Just as I started to get into the swing of things, I found myself back home in Los Angeles. Exhausted and tired from three straight days of shows stretching from Oregon down to the central coast of California, I hauled all of my belongings back into the familiar confines of my home, and conked out.
The morning after a tour, no matter how long or short, is a tough one. It’s difficult to unpack your bags, reorganize your things, and realize that your life probably won’t feel as interesting as it was just a day before. The post-tour blues started to hit me pretty hard until I opened up my camera bag and found all of the trip’s Polaroids strewn about the bottom, with that familiar Sun 660 sitting atop the heap.
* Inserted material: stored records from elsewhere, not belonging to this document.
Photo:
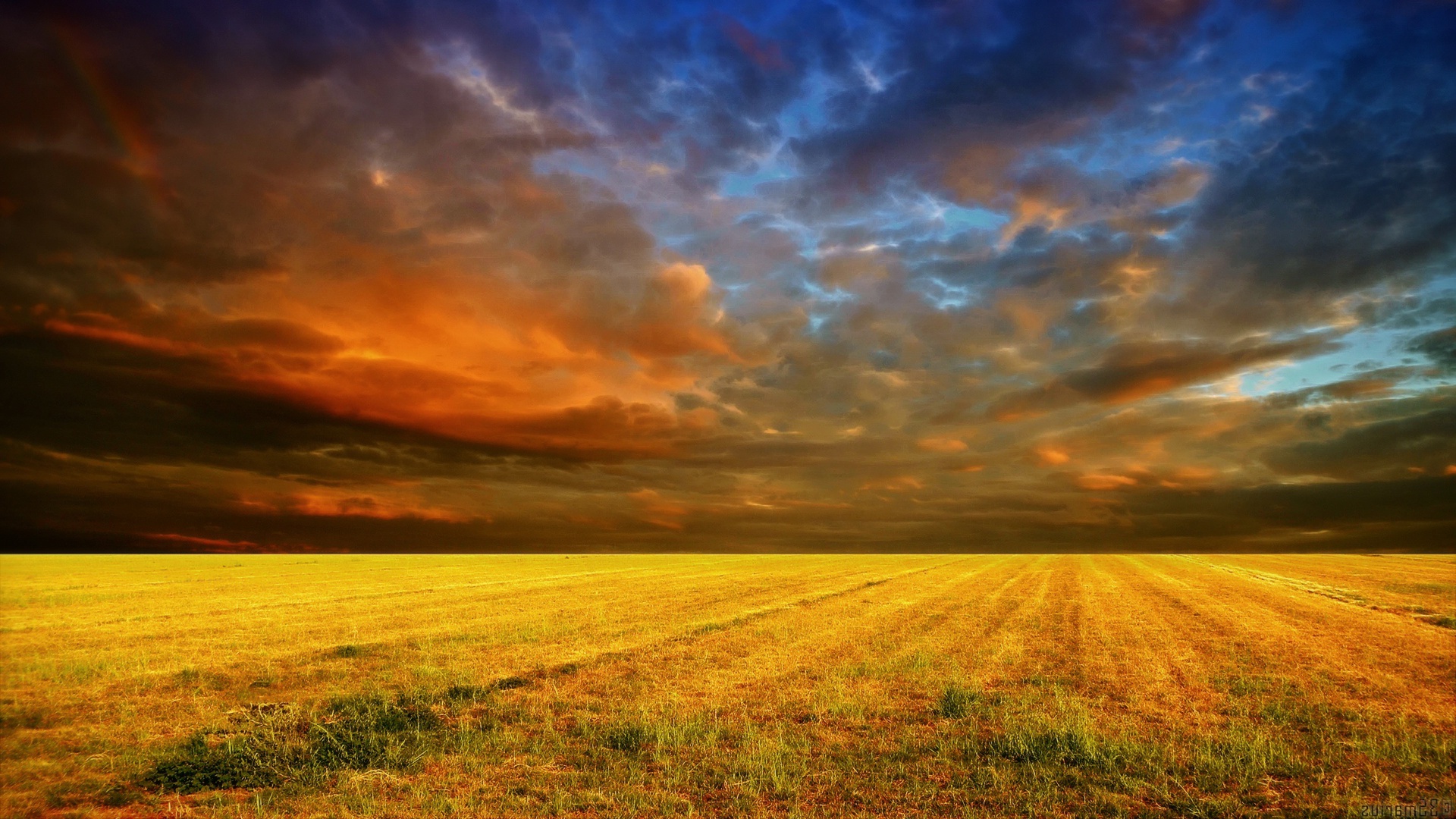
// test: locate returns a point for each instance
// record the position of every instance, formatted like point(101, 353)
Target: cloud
point(1423, 444)
point(819, 276)
point(1134, 371)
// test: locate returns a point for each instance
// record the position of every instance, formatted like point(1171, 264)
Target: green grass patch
point(274, 744)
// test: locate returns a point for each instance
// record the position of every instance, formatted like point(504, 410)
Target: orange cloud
point(941, 445)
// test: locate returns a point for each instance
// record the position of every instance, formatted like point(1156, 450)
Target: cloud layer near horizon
point(974, 276)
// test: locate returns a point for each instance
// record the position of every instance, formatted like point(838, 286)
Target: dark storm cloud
point(1136, 371)
point(1439, 346)
point(1351, 181)
point(1420, 444)
point(979, 85)
point(823, 276)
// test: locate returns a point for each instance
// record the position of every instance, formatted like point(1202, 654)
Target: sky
point(564, 276)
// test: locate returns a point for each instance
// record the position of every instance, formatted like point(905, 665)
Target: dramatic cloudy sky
point(1103, 275)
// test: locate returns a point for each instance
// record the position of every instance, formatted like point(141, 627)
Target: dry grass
point(1059, 686)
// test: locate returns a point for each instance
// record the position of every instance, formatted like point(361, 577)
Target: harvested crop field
point(727, 686)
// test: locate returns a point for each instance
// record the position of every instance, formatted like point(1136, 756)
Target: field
point(727, 686)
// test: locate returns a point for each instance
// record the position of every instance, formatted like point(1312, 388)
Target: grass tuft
point(957, 701)
point(629, 738)
point(1074, 745)
point(277, 742)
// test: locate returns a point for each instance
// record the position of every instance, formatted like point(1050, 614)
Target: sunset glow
point(1126, 275)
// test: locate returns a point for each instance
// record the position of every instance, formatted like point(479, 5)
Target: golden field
point(727, 686)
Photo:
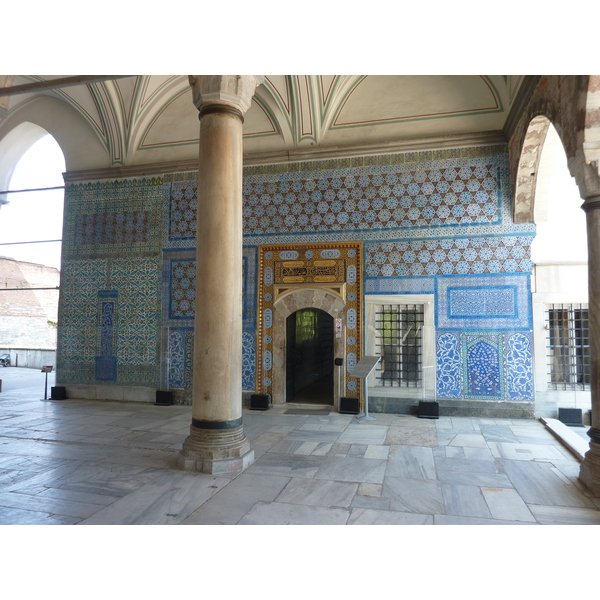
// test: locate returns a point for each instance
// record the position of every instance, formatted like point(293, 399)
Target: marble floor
point(91, 462)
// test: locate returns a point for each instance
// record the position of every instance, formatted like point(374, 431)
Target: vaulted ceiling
point(143, 119)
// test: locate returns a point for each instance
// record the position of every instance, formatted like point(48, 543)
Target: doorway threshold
point(312, 409)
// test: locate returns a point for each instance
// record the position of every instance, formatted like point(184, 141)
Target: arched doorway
point(309, 357)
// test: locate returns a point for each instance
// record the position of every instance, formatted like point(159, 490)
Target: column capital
point(235, 91)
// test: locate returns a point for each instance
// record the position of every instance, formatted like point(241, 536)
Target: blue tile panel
point(436, 222)
point(483, 302)
point(460, 192)
point(102, 217)
point(485, 365)
point(452, 256)
point(94, 323)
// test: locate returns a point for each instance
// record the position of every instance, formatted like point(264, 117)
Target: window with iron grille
point(568, 347)
point(400, 344)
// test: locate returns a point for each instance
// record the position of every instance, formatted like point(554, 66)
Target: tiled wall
point(430, 222)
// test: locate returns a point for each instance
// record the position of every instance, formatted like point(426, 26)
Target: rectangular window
point(400, 344)
point(568, 347)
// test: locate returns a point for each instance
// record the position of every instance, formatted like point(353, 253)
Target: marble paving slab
point(496, 480)
point(469, 440)
point(411, 437)
point(363, 434)
point(292, 465)
point(464, 501)
point(457, 520)
point(559, 515)
point(366, 516)
point(525, 452)
point(47, 505)
point(17, 516)
point(318, 492)
point(371, 502)
point(412, 462)
point(498, 433)
point(538, 484)
point(506, 504)
point(352, 469)
point(232, 502)
point(103, 478)
point(463, 464)
point(276, 513)
point(414, 495)
point(167, 500)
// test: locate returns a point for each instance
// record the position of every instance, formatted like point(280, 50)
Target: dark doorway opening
point(309, 357)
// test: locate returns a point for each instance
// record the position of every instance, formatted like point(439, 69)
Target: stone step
point(575, 443)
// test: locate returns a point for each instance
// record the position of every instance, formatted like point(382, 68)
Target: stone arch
point(557, 99)
point(283, 307)
point(527, 169)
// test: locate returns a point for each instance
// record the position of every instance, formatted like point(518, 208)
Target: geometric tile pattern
point(448, 360)
point(307, 255)
point(183, 208)
point(458, 256)
point(112, 228)
point(183, 289)
point(393, 198)
point(92, 321)
point(399, 285)
point(501, 302)
point(484, 365)
point(102, 216)
point(519, 366)
point(106, 362)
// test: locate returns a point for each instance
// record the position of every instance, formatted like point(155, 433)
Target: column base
point(215, 451)
point(589, 473)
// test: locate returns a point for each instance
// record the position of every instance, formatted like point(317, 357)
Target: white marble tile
point(365, 516)
point(469, 440)
point(412, 462)
point(414, 495)
point(318, 492)
point(363, 434)
point(506, 504)
point(352, 469)
point(525, 452)
point(478, 454)
point(380, 452)
point(232, 502)
point(306, 448)
point(560, 515)
point(166, 500)
point(458, 520)
point(276, 513)
point(465, 501)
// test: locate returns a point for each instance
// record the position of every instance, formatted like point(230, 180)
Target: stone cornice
point(297, 155)
point(524, 94)
point(229, 90)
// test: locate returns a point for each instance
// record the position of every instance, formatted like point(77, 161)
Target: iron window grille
point(568, 347)
point(400, 344)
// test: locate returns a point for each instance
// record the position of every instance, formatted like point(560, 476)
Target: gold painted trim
point(282, 290)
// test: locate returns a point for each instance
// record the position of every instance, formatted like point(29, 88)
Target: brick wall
point(27, 316)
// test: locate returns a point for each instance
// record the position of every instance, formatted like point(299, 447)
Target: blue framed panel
point(483, 302)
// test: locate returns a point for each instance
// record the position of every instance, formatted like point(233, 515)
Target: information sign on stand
point(362, 371)
point(46, 370)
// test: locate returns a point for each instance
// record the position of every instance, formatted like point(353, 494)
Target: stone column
point(590, 468)
point(217, 443)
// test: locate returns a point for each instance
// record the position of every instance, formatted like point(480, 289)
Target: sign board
point(365, 366)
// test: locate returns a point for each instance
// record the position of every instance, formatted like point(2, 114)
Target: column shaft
point(217, 442)
point(590, 468)
point(218, 320)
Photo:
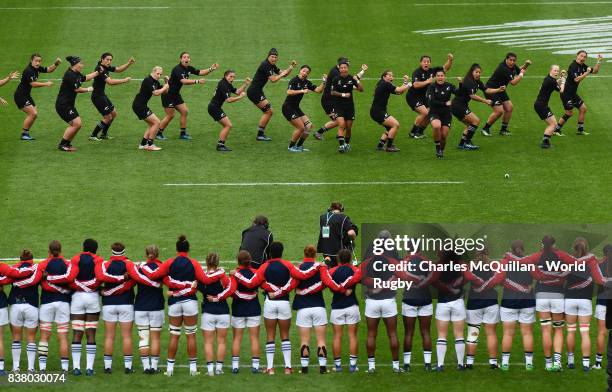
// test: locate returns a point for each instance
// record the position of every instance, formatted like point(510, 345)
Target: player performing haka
point(327, 100)
point(342, 90)
point(267, 71)
point(468, 88)
point(507, 72)
point(378, 111)
point(422, 78)
point(102, 103)
point(22, 96)
point(173, 100)
point(64, 104)
point(223, 93)
point(577, 72)
point(552, 82)
point(149, 87)
point(439, 100)
point(298, 87)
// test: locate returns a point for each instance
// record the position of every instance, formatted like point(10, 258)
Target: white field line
point(355, 183)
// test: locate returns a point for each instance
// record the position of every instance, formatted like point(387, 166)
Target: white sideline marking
point(357, 183)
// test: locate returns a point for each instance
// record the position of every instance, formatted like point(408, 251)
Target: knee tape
point(473, 332)
point(78, 325)
point(174, 330)
point(560, 324)
point(91, 324)
point(190, 329)
point(143, 334)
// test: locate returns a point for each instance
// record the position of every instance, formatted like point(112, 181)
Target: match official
point(336, 232)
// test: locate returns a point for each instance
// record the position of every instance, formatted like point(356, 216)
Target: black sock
point(105, 128)
point(97, 129)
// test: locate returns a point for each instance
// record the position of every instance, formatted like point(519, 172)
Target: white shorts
point(522, 315)
point(23, 315)
point(311, 317)
point(118, 313)
point(183, 308)
point(85, 303)
point(550, 302)
point(417, 311)
point(346, 316)
point(150, 318)
point(4, 317)
point(246, 322)
point(211, 322)
point(451, 311)
point(488, 315)
point(578, 307)
point(277, 310)
point(600, 312)
point(380, 308)
point(58, 312)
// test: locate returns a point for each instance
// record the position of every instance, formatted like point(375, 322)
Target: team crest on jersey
point(559, 36)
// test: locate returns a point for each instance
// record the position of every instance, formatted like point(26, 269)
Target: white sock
point(154, 362)
point(460, 350)
point(65, 363)
point(16, 354)
point(270, 348)
point(76, 355)
point(127, 361)
point(146, 362)
point(407, 357)
point(90, 355)
point(441, 351)
point(108, 361)
point(31, 353)
point(505, 359)
point(286, 349)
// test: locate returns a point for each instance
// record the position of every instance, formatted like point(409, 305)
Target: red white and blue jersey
point(245, 302)
point(216, 292)
point(180, 274)
point(482, 292)
point(25, 290)
point(580, 284)
point(281, 277)
point(55, 284)
point(7, 275)
point(549, 281)
point(86, 279)
point(150, 294)
point(518, 285)
point(346, 277)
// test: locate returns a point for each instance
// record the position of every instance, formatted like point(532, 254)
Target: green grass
point(114, 192)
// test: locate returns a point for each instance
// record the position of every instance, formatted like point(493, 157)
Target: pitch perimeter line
point(355, 183)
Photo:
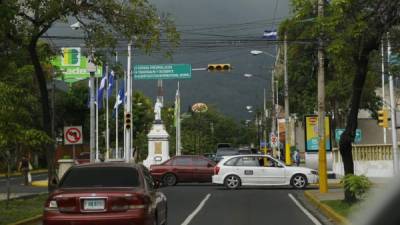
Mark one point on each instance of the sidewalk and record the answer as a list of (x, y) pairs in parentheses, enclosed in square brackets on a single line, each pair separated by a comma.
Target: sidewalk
[(335, 192)]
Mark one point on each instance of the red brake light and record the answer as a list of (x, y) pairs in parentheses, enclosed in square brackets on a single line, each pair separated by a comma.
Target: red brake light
[(216, 170), (134, 201)]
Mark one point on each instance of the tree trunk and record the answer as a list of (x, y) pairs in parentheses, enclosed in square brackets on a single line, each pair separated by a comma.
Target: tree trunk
[(46, 114), (348, 135), (8, 181)]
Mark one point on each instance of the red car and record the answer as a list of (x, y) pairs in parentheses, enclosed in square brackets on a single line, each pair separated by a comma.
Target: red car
[(184, 168), (106, 193)]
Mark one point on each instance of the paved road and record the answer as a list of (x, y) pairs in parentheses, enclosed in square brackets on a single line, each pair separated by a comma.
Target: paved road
[(247, 206), (206, 204)]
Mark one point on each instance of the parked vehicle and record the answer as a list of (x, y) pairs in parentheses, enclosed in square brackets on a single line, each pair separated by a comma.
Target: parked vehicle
[(260, 170), (186, 168), (223, 152), (106, 193)]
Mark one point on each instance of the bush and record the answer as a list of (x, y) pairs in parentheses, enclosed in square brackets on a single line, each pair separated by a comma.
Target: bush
[(356, 185)]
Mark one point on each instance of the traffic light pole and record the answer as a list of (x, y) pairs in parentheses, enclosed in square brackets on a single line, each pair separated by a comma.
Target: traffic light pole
[(323, 179), (393, 118), (128, 108), (288, 160)]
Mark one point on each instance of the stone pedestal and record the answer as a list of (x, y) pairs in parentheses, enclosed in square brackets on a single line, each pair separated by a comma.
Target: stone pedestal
[(63, 166), (158, 145)]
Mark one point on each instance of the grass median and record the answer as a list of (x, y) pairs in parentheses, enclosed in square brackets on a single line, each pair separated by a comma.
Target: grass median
[(20, 209), (341, 207)]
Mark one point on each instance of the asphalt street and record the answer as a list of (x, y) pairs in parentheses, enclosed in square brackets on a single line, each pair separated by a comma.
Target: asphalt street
[(206, 204), (246, 206)]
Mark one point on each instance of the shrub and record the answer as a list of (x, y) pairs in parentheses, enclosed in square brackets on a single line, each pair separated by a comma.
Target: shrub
[(356, 185)]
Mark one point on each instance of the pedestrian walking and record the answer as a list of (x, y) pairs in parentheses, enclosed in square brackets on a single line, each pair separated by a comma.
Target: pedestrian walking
[(24, 168)]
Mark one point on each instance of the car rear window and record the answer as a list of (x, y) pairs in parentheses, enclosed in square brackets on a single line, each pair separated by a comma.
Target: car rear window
[(101, 177), (225, 152)]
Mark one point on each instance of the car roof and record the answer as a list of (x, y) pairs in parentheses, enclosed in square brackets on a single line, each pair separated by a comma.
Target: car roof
[(246, 155), (106, 164)]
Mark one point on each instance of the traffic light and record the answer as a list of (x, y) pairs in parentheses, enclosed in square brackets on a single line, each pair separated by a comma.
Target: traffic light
[(383, 118), (128, 120), (219, 67)]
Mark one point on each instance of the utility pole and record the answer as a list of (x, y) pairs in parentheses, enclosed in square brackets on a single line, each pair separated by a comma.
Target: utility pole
[(393, 107), (323, 179), (128, 108), (288, 160)]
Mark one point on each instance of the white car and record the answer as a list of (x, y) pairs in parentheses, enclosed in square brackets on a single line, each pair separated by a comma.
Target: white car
[(260, 170)]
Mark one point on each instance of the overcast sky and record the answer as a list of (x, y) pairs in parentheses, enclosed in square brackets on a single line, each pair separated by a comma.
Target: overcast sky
[(218, 20)]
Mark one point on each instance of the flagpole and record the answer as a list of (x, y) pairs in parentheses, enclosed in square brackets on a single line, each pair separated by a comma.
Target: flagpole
[(97, 120), (107, 125), (125, 109), (116, 111)]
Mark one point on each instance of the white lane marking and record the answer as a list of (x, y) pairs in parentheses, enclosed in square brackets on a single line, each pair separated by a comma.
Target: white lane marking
[(197, 210), (305, 211)]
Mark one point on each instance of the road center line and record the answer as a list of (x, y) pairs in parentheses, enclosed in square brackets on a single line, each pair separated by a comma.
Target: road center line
[(305, 211), (197, 210)]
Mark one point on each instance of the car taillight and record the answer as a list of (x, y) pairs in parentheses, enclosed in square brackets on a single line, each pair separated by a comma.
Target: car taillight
[(136, 201), (51, 205), (216, 170)]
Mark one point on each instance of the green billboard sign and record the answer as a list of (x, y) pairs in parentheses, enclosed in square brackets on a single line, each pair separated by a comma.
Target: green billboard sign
[(73, 65), (162, 71)]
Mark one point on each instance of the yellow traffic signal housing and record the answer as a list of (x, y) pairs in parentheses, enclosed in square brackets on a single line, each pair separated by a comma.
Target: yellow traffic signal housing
[(383, 118), (128, 120), (219, 67)]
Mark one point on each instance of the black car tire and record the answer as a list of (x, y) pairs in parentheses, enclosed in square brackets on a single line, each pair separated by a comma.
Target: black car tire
[(299, 181), (169, 179), (232, 182)]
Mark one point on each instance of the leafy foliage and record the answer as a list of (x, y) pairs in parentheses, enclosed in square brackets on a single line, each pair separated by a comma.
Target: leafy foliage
[(356, 185)]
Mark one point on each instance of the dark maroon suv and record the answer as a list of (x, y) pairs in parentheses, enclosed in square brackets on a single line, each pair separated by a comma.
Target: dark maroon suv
[(185, 168)]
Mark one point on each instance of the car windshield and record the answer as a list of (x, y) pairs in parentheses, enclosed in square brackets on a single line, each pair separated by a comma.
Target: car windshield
[(101, 177)]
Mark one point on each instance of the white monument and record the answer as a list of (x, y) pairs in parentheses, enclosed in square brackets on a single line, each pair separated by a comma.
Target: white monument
[(158, 144)]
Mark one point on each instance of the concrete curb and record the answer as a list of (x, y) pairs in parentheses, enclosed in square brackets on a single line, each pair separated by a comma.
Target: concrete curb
[(326, 210), (39, 183), (28, 221)]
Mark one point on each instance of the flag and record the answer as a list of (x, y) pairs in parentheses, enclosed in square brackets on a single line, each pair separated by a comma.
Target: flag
[(121, 96), (110, 83), (270, 35), (100, 92), (177, 107)]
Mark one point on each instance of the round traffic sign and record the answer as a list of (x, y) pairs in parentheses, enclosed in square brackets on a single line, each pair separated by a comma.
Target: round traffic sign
[(73, 135)]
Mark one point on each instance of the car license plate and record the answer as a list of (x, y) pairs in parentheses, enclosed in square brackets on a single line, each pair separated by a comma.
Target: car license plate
[(93, 204)]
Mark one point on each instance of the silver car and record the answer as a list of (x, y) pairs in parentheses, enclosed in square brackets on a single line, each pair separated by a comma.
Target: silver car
[(260, 170)]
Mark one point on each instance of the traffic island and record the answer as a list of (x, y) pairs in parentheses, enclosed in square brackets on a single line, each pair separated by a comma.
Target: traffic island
[(317, 199)]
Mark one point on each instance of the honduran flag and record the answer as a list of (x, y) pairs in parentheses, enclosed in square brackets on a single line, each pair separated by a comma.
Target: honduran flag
[(270, 35)]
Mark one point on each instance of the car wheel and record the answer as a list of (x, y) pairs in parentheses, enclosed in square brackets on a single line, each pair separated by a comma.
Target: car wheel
[(232, 182), (169, 179), (299, 181)]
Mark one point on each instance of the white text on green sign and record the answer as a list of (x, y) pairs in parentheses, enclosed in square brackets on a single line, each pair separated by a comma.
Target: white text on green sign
[(162, 71)]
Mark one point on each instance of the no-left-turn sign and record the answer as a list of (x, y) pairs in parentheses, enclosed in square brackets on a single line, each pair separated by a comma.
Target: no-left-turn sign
[(73, 135)]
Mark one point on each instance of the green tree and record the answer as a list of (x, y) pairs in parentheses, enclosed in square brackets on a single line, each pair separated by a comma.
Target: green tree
[(15, 126), (352, 31), (25, 22)]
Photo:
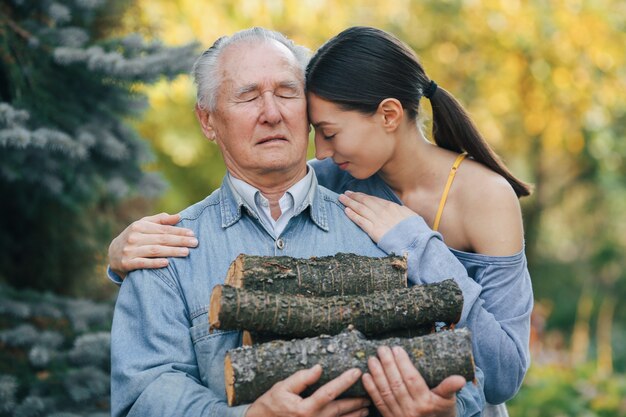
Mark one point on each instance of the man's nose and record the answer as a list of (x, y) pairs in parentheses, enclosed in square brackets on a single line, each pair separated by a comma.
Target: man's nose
[(270, 113), (323, 148)]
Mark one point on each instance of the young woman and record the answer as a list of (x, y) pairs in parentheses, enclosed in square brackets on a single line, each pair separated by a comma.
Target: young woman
[(364, 89)]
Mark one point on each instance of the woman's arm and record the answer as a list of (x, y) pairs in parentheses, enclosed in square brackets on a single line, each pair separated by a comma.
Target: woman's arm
[(147, 242), (496, 309)]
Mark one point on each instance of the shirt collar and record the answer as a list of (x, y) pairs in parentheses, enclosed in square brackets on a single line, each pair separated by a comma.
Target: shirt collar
[(237, 193)]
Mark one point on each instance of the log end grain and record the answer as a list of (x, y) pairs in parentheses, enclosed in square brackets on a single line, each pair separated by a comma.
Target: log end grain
[(234, 276), (229, 380), (215, 306), (247, 339)]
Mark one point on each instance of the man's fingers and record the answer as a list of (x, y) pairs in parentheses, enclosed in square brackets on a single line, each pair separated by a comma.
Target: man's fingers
[(394, 377), (372, 390), (299, 381), (346, 407), (332, 389), (380, 379), (413, 379), (449, 386)]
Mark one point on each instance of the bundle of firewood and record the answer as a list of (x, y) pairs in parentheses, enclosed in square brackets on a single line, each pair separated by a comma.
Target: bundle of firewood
[(280, 298)]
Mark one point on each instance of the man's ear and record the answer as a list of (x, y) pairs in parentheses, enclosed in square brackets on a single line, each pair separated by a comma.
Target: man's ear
[(204, 117), (392, 113)]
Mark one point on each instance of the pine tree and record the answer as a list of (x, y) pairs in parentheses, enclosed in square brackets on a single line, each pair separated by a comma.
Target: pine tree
[(67, 152)]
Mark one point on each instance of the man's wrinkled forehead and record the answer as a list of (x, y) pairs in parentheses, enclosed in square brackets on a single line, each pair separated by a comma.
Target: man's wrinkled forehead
[(240, 61)]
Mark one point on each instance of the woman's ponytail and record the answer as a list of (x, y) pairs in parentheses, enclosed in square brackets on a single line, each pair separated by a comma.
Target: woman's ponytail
[(454, 130)]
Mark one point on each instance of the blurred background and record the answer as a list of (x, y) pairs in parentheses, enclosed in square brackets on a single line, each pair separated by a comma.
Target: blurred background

I stopped unpacking and flipped through each one, recalling with vivid clarity each day of the tour. I remembered the rock skipping contest and impromptu band photoshoot in Olympia, the huge logs of fallen redwoods in Humboldt County, even the church in Seattle where I dodged a bumbling tweaker after a particularly rough show. And every single one of those memories came bordered by those familiar white frames of my childhood, only this time, I was the one that had shot them. Childhood dream, fulfilled.
But the question still remains – is Polaroid really back? After living with one for a week and a half I can say that it is, and it isn’t. On a technical level, Polaroid’s probably not going to come back. We may never be able to relive the days of Polaroid’s amazingly vivid color film, the two-minute image development time, or the widespread availability of such film. Even so, the images from Polaroid Originals film and the Sun 660, though technically inferior, still evoke the pure nostalgia of old-school Polaroid. The romance of making memories with a genuine Polaroid is still there, even if it isn’t quite the same these days.
While looking back at the images from the tour and wishing it could happen all over again, I realized something very important about touring, about Polaroid, and about life itself. We may not be able to relive the glory days, but at least we can look back and realize how lucky we were to have lived them at all.